Hollein saw that his horse was watered and fed, and then he took himself to the cooking fire and sought out some food for himself. Noodles with dried cod broth was on offer, and he took a healthy helping and ate it by the fire.

He'd finished and was walking toward Commander Urmin's command post when a figure glided up from the night. He whirled and almost drew his knife.

It was a witch, a woman wearing the plain robes of her order.

"Captain Kesepton, I believe."

"Yes, Lady."

"I have a message for you." She adopted a conspiratorial smile. "It was brought to me by an owl. I think you understand."

Hollein shivered a little. The breath of sorcery again. How he wished that were behind them now that Heruta was dead. Alas, the war went on.

"Yes," he whispered. "I understand." When the Queen of Birds reached out, it was never good news.

"Does she expect an answer?"

"Perhaps. The bird is still where it was."

He opened the scroll, read its contents, and gave a groan of despair. His heart turned to ashes. Lagdalen had been snatched right off the streets of the city. Along with her had gone Eilsa Ranardaughter, the striking girl from the Wattel country.

He put a hand to his forehead for a moment. Lagdalen abducted, Eilsa Ranardaughter too, and taken into the west. Right past Urmin's little army. Right past Hollein. And he was unwitting and unable to do a thing.

 

Chapter Forty-eight

The next day was an improvement. The sky cleared, and the waterlogged land began to drain. Lagdalen and Eilsa were riding on fresh ponies, with another meal of oats and butter in their stomachs. Despite their uncertain futures and status as captives, they could not help have their spirits lift a little. The scenery was beautiful. The hills around the lake were lovely, and in the afternoon they rode down the long avenues that traversed the beautiful Forest of Nellin.
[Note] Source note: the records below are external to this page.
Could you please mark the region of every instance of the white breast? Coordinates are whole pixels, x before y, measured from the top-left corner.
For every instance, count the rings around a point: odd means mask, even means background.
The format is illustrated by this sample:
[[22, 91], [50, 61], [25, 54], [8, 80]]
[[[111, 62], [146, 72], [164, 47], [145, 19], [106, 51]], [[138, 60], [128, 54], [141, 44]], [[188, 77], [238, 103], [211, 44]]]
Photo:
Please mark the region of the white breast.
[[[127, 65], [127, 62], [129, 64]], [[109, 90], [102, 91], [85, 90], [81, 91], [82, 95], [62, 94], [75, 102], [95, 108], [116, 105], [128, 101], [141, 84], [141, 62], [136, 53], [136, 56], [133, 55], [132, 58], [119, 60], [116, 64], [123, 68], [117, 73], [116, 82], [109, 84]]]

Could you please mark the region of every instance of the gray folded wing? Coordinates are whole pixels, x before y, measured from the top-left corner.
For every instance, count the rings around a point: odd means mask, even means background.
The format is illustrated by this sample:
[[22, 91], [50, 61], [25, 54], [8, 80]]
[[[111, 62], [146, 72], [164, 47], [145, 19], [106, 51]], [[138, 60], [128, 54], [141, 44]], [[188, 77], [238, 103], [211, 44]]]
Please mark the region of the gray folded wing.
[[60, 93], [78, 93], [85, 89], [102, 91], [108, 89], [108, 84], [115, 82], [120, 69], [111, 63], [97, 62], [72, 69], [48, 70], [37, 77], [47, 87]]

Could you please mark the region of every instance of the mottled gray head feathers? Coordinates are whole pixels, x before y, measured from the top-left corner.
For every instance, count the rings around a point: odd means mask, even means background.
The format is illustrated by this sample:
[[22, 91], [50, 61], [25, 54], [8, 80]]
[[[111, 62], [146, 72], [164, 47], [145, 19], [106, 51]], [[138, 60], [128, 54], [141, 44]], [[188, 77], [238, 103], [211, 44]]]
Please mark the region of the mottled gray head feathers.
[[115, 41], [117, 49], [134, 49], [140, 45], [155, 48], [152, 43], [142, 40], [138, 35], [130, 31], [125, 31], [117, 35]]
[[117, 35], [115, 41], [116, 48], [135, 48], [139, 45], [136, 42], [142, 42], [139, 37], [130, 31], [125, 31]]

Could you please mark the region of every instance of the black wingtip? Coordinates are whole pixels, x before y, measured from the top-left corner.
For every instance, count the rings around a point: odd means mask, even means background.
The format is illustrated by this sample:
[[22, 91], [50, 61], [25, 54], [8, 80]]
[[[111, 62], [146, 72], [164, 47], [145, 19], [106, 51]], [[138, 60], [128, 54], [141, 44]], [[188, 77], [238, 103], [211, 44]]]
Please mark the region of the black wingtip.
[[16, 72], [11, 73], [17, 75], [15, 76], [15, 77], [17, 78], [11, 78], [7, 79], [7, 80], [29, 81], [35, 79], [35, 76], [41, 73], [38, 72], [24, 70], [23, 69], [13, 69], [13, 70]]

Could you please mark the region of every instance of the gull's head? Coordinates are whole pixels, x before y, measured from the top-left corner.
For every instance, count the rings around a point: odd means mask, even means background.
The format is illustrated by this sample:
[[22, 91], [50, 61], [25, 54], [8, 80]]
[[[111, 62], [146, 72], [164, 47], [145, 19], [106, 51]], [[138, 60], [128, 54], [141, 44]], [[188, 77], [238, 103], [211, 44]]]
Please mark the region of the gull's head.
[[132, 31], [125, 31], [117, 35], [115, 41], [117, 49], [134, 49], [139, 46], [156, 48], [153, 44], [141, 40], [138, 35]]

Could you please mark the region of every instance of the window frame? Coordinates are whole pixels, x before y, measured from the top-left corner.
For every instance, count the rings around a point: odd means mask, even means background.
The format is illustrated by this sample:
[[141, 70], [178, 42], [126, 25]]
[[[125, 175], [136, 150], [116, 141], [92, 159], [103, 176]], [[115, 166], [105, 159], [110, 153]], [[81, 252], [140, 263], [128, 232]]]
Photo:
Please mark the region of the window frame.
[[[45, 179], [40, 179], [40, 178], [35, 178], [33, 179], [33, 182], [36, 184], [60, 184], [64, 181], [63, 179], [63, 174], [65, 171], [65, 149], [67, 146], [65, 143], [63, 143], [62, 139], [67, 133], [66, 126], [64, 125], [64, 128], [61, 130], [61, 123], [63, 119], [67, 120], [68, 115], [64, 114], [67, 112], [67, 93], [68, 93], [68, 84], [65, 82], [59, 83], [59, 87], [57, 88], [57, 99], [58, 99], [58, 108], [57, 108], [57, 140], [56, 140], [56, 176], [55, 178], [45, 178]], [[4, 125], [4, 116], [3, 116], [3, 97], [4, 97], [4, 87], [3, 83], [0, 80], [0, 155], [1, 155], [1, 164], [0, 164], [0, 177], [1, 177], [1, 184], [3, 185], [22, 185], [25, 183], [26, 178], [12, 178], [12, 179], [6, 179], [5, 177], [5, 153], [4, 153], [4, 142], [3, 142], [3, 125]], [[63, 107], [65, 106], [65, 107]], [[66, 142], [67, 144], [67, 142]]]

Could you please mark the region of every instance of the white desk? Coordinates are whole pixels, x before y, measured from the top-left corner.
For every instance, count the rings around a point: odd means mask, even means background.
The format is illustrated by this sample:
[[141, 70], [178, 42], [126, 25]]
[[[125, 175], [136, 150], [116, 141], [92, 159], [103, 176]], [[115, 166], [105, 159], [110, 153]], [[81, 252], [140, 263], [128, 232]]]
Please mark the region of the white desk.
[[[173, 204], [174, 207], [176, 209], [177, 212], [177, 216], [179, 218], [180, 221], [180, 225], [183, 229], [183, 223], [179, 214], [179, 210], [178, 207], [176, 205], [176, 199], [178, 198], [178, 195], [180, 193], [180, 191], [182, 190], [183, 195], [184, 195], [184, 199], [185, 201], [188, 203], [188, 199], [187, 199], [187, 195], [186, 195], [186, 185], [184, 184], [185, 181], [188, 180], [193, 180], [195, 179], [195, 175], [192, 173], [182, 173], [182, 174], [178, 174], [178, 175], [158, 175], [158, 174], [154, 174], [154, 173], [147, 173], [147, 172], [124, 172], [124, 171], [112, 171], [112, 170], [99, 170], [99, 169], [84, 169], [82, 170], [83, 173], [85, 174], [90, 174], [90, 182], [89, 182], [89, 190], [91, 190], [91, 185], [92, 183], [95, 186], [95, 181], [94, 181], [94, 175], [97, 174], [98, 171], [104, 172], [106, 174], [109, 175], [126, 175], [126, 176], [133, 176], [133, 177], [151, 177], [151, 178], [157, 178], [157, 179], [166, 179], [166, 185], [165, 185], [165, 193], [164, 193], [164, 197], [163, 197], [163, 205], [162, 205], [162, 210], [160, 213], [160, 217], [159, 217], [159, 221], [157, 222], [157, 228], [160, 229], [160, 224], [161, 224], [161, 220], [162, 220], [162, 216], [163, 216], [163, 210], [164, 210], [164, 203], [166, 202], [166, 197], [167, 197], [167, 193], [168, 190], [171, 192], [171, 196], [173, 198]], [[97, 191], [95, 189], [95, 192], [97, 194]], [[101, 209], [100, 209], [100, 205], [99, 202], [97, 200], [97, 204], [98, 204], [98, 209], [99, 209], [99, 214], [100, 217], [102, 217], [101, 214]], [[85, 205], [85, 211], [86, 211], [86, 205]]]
Eventually they entered a picturesque valley, where seven round hills framed the view. The river wound smoothly through the scene. Ahead in the distance loomed a larger mountain with a sharply defined upper crest, jutting up like a chisel's blade. Lagdalen had never seen it before, but she knew at once that this was the famous Sunberg.

"The valley of the Running Deer River," she said quietly. Eilsa nodded. This was an area that was famous for its natural beauty—and its rebellious inhabitants.

Nellin Forest ended with a long meadow that led up to a sweeping lawn and a massively built house with a green-tiled roof. As they got closer, they could see the towers at each corner of the great house and their false machicolations.